Amoxicillin is a widely used penicillin that is often combined with clavulanic acid to overcome resistance.
Cephalosporins[edit]
Cephalosporins are similar to penicillins but have a broader spectrum of activity. They are classified into generations, with each subsequent generation having increased activity against Gram-negative bacteria and better resistance to β-lactamases.
Carbapenems[edit]
Carbapenems are highly resistant to most β-lactamases and have a very broad spectrum of activity. They are often used as a last resort for treating severe infections caused by multidrug-resistant bacteria.
Monobactams[edit]
Monobactams, such as aztreonam, are effective primarily against Gram-negative bacteria and are resistant to some β-lactamases.
Resistance[edit]
Resistance to β-lactam antibiotics is a significant clinical problem.

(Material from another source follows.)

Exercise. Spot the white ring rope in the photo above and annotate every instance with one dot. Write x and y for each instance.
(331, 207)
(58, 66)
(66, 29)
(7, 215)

The most common mechanism of resistance is the production of β-lactamases, enzymes that hydrolyze the β-lactam ring, rendering the antibiotic ineffective.
Clavulanic acid is a β-lactamase inhibitor that is often combined with β-lactam antibiotics to overcome resistance.
Clinical Use[edit]
β-Lactam antibiotics are used to treat a wide range of infections, including pneumonia, meningitis, sepsis, and urinary tract infections. They are generally well-tolerated, but allergic reactions can occur in some individuals.